12 Olympische Medaillen hat Ole Einar Björndalen durch das Sprint-Gold auf dem Konto. Der Norweger zog damit mit Björn Dählie gleich und führt zusammen mit seinem legendären Landsmann die Liste der erfolgreichsten Winterolympioniken an.

8,99 Millionen Zuschauer hatte das "ZDF" bei der Eröffnungsfeier am Freitag. Das entspricht einem Marktanteil von 39,5 Prozent. Respekt, liebe Kollegen!

6 Mal will Marit Björgen in Sotschi Gold holen. Die Langlauf-Ikone würde damit die Bestmarke des amerikanischen Eisschnellläufers Eric Heiden auslöschen, der 1980 in Lake Placid fünf Goldene gewann. Nummer eins sackte Björgen am Samstag im Skiathlon ein.

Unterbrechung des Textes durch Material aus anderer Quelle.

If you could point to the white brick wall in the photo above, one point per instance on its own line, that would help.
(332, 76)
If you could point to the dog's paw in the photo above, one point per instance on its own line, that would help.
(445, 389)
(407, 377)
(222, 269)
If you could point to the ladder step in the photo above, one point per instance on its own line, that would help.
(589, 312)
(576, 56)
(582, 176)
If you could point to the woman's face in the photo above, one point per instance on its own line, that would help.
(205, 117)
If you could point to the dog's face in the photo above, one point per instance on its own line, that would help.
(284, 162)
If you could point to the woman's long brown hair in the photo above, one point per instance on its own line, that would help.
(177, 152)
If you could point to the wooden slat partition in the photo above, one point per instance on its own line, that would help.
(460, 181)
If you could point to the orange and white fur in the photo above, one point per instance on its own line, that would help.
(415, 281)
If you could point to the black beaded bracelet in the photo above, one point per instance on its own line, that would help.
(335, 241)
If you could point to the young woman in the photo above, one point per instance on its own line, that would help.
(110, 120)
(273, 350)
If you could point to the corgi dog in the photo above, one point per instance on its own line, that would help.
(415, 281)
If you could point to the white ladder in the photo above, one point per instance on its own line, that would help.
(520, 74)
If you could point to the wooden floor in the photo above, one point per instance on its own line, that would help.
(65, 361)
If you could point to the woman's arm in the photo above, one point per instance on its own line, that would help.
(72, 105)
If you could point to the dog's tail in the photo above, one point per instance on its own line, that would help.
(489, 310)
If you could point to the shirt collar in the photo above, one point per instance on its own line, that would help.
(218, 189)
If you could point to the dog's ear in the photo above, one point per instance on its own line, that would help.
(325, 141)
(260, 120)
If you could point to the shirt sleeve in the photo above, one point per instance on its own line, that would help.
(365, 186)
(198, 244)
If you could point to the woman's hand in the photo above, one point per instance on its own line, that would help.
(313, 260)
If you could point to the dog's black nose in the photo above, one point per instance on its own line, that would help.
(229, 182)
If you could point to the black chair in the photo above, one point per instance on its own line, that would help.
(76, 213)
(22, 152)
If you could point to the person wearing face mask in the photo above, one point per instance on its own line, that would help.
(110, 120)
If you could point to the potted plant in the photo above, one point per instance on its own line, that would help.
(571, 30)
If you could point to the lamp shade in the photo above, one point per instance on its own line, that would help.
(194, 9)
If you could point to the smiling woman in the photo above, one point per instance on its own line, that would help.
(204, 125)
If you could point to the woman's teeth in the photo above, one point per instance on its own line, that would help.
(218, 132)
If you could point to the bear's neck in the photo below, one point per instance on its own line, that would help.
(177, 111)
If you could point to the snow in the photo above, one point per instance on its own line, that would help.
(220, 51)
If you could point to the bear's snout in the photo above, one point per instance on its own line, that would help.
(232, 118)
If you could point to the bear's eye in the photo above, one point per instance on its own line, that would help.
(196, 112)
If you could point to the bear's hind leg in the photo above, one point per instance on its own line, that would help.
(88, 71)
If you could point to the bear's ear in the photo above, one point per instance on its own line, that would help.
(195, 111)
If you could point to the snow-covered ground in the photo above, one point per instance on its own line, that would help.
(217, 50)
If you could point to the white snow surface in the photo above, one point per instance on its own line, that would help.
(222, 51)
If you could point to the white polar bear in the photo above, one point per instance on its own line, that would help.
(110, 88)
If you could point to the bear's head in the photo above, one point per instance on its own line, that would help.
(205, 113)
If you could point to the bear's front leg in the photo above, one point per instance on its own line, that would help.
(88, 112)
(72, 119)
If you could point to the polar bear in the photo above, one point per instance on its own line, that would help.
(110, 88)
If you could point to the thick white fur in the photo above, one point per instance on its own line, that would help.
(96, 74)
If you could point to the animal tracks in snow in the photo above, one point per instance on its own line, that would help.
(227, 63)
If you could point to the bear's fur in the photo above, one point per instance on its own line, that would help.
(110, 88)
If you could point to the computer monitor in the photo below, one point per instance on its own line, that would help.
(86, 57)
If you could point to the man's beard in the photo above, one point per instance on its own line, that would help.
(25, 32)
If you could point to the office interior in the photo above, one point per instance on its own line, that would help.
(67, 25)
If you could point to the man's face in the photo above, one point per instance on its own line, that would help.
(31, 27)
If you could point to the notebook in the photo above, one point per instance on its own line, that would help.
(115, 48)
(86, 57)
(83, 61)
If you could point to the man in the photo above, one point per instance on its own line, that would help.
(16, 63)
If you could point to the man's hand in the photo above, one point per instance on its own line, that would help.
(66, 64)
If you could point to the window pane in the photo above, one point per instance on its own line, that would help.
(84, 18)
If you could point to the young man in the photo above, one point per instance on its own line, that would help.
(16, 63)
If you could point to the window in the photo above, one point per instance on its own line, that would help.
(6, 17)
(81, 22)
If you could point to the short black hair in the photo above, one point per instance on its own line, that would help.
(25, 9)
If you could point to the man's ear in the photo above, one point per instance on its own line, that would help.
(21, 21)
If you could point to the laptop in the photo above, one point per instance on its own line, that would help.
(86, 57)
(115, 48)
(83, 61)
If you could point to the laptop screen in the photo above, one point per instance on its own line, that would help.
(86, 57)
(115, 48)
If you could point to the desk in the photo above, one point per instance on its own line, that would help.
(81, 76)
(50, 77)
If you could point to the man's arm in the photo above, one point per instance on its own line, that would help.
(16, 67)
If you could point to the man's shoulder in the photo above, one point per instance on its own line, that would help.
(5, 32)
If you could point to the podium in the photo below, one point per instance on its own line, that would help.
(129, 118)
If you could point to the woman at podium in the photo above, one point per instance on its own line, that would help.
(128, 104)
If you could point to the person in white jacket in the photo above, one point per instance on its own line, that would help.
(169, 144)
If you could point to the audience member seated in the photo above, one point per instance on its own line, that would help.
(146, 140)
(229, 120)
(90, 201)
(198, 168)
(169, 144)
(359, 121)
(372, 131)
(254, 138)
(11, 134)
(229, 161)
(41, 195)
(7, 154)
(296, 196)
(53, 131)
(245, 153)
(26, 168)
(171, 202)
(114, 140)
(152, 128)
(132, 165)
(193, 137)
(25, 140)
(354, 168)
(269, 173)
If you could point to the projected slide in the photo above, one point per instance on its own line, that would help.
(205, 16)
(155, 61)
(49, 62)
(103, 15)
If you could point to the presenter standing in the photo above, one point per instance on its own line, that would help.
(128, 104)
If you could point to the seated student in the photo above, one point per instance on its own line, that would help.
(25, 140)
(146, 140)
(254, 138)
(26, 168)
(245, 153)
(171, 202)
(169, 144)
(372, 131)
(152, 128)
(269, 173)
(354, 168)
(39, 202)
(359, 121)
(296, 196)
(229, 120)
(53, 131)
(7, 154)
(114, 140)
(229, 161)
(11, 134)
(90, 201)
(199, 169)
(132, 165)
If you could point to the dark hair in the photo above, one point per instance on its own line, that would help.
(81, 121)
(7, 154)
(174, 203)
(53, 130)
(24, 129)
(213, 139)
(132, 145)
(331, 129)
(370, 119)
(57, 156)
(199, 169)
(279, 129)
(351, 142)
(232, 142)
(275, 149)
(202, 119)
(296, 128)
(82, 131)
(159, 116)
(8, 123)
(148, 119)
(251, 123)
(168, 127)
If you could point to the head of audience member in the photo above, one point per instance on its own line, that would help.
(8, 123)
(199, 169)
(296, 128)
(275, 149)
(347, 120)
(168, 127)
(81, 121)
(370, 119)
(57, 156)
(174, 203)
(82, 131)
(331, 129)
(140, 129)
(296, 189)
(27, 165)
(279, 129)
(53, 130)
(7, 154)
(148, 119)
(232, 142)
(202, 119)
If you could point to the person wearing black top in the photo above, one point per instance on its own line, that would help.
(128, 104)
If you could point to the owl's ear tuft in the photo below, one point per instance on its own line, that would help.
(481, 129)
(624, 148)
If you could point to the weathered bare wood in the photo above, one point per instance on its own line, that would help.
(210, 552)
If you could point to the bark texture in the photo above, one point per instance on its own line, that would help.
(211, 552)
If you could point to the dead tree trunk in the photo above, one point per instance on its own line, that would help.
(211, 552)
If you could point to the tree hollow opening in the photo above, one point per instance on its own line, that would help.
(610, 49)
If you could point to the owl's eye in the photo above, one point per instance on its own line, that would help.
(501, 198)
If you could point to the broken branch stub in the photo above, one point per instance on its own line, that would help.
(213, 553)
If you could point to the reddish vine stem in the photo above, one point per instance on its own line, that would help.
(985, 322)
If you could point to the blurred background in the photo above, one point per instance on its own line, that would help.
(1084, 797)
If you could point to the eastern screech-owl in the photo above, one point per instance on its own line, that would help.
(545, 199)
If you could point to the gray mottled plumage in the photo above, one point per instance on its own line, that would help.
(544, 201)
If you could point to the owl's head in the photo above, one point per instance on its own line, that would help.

16 5000-Meter-Rennen in Folge hat Sven Kramer durch den Erfolg in Sotschi für sich entschieden. In Sachen Langeweile kann er sich ja Ratschläge von seinem guten Freund Arjen Robben holen.

83,5 Meter sprang Nico Polychronidis, der als erster griechischer Skispringer bei Olympia an den Start geht, in der Quali von der Normalschanze - und schied damit leider schon aus.

0 Spiele wird das DEB-Team bei Olympia machen. Die Quali hat man ja versiebt. Stattdessen gewann man das Vierländerturnier in Briancon. 4:1 gegen Kasachstan hieß es beim dritten Sieg in drei Tagen. Interessant, oder?

Name des Tages: Sage Kotsenburg

Wer hat 2010 in Vancouver die erste Goldmedaille geholt? Und wer bei Olympia 2006? Die Antworten dürften die wenigsten Menschen wissen. Das könnte sich diesmal ändern, zumindest im deutschsprachigen Raum. Dafür ist Sage Kotsenburgs Name einfach viel zu sehr zum Schmunzeln geeignet und bleibt dadurch in Erinnerung.

Außerdem schrieb der US-Boy ja auch Geschichte. Es war der erste Slopestyle-Event der Olympia-Historie - und konnte die Zuschauer auf ganzer Linie überzeugen. Kotsenburg sorgte mit einem 1620 Japan Air Mute Grab, seinem Heiligen Gral, wie er diesen neuen Trick nennt, für das große Highlight.

Topfavorit Maxence Parrot, der nur Fünfter wurde, war dagegen not amused: "Ich habe keine Ahnung, was die Juroren heute erwartet haben. Sages Lauf war sehr cool, sein Style ist großartig. Wäre nur schön gewesen, wenn die Juroren uns vorher gesagt hätten, was sie sehen wollen." Oder anders ausgedrückt: Es war einfach zum Kotsen!